Mining companies will face the decline of revenues with concept-strategy-practice

metal-indexThe mining companies have seen their top line revenue diminish dramatically as metals commodity prices have fallen this year. The metals index illustrated in the chart above has declined from 75.86 at the start of the year to 67.04 as of the end of last week, ie -11.62%. The industry, both the major and junior mining companies, have responded to the lower price structure by seeking ways to improve efficiency and reduce both short and long-term average and total costs.

Productivity in mining has been in decline over the past decade as the focus was on output at any cost in an unprecedentedly high commodity price environment. Economists refer to productivity as “multifactor” in that a range of factors are measured, including labour, capital and material (the resource itself). These factors frequently have their productivity reported individually, eg capital productivity in Australia has declined 45% since 2000.

Each key factor has endured a productivity decline across most of the mining sector and board level executives universally report that productivity is the leading challenge that they face heading into the New Year.

In addition there has had been a decline in economies of scale as the complexity of managing ever larger mining projects has risen, given the shortage of highly skilled mine shaft, pit head and technical staff. The industry has had a genuine problem over the past two years, but it has come to a head in 2014 as mining companies try to pinpoint exactly what is the minimum efficient scale of operation.

Until now, the majority of productivity initiatives have solely focused on cost cutting exercise which have generate a mixed bag of modest, short-term results. The thinking as we look forward to 2015 is that mining companies have to progress beyond single-point solutions by pursuing end-to-end solutions to transform the business. They must work to optimise each part of the process as part of a holistic business system.

To make all agents in a mining company internal value chain be aware of the need to accurately perform and prepare their stage of the process before passing the product to the next stage down the value chain requires a willingness to embrace a model known as “concept-strategy-practice” or CSP. Growth and hence the creation of revenue and eventually profit by the use of CSP has served a number of industries – the auto manufacturing industry for one – well for almost a decade. In an industry such as mining which has endured changes with generally decelerating revenue and profit growth, the need for an evolution into a globally integrated enterprise to deliver savings and leverage synergies is obvious.

If the mining companies are to transform, CSP’s must communicate a global vision, identify strengths and weakness, opportunities and threats so that the reason for adopting a process to achieve continuous improvement that can capture the benefits of economies of scale and scope is understood and accepted.

Part and parcel of the CSP approach is to shed the industry of its reputation as an environmental polluter. The mining industry is making much better use of greener technologies to ensure its operations are more energy efficient and have a less degrading impact on the environment. In short, being more attentive to the process now can feed the bottom line tomorrow as expensive clean up charges are avoided.

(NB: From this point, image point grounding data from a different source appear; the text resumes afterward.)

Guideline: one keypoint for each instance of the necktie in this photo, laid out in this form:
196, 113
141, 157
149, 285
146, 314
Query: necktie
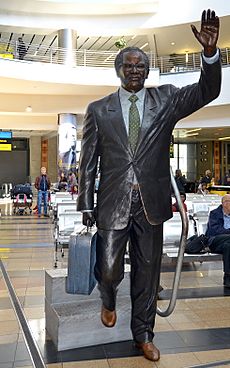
73, 158
134, 122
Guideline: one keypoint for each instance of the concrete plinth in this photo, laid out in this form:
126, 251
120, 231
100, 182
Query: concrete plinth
73, 321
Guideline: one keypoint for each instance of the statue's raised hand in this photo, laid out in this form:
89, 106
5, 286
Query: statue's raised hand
209, 32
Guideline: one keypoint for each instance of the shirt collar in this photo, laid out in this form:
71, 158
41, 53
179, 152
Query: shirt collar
124, 94
225, 214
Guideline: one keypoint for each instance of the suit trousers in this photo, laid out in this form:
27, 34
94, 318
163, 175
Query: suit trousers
145, 249
221, 244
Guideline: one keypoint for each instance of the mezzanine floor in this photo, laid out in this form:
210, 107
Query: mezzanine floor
197, 334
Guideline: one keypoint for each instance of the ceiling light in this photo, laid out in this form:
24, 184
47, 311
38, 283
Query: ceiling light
189, 135
192, 130
224, 139
28, 109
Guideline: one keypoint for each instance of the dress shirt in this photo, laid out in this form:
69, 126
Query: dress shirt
125, 104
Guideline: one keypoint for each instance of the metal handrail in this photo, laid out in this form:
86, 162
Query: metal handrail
174, 63
184, 234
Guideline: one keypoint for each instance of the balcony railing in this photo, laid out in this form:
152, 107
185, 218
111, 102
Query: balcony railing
174, 63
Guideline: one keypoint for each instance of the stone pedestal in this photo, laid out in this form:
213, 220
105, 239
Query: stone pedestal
73, 321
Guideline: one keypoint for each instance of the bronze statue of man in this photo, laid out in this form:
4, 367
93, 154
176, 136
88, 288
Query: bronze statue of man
129, 133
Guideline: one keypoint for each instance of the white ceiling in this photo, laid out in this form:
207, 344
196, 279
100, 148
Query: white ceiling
49, 99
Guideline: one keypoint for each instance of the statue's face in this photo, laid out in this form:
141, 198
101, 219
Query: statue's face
133, 71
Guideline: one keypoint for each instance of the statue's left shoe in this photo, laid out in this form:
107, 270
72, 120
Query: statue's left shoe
149, 350
108, 318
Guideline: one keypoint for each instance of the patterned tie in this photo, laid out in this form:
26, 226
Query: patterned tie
73, 158
134, 122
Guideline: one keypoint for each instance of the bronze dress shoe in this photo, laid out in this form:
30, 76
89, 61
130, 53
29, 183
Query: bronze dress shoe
150, 351
108, 318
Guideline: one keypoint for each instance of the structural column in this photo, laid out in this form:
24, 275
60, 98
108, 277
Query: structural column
67, 43
67, 141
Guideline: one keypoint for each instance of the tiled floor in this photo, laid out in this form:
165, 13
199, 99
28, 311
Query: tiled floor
196, 334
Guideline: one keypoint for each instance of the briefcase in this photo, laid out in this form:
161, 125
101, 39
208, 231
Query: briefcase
81, 262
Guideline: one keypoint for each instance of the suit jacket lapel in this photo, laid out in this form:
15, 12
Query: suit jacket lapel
117, 121
149, 115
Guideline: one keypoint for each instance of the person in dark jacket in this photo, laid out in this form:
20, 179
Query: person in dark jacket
180, 181
218, 232
129, 133
42, 184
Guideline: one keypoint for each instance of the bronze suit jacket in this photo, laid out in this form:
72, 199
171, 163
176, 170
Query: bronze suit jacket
105, 140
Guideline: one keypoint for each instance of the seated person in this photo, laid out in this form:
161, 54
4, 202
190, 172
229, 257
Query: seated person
202, 189
175, 207
218, 232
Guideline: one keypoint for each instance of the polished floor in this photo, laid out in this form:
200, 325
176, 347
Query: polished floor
197, 334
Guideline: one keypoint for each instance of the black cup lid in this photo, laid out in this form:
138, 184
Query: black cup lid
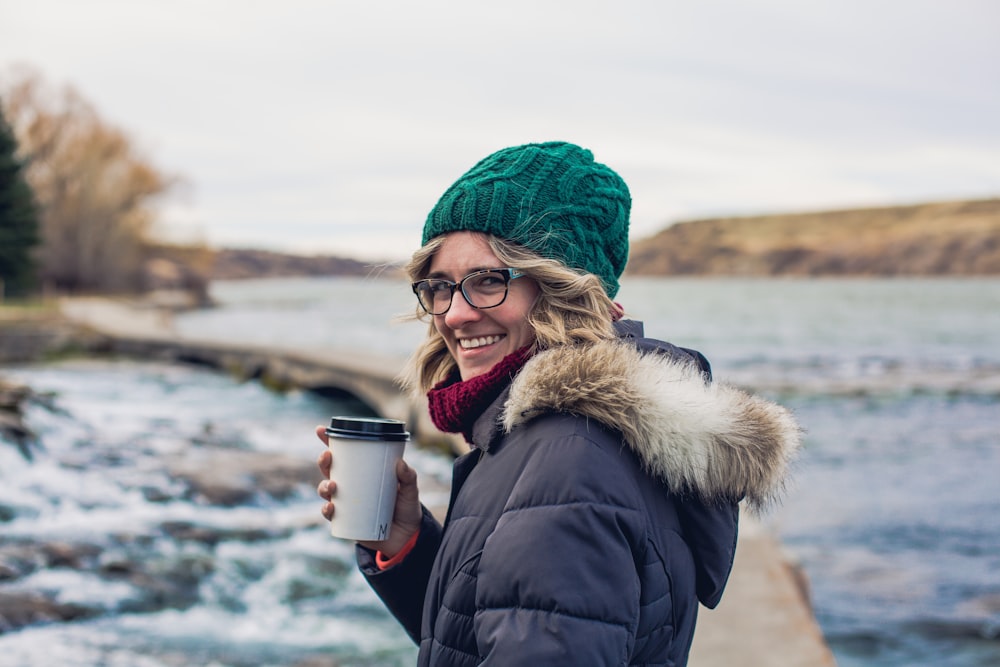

One example is the deployment of mobile and portable rigs. These measure four square metres compared with 20 square metres for semi-permanent units. In their construction the heaviest item weighs no more than 200 kilograms and that allows regions once seen as too remote for working to become accessible. The rigs can be more readily transported to high altitudes above 1200 metres and in mountainous environments. Local people can carry the components along established tracks which provides local employment for people, who then can learn to assemble the drilling rig and be taught to drill. This eliminates the need to disturb the environment by making further tracks to haul vehicles through, reducing carbon emissions by vehicles and saving time and money.

Another environmentally friendly example is seen with hybrid engine technology. Loaders that can remove several tonnes of ore are used by some 95% of underground metal mines. Many run on diesel and as such they are a huge underground atmosphere polluter, which needs to be counteracted with sufficient ventilation.

Hybrid engines enable a decrease in noxious gas emissions of 60% and when combined with a high-efficiency filter, enables a reduction in breathable combustible dust emissions of 95%. This results in a 40% reduction in the energy required to ventilate a mine, which accounts for about 35% of the electricity costs of underground mining operations.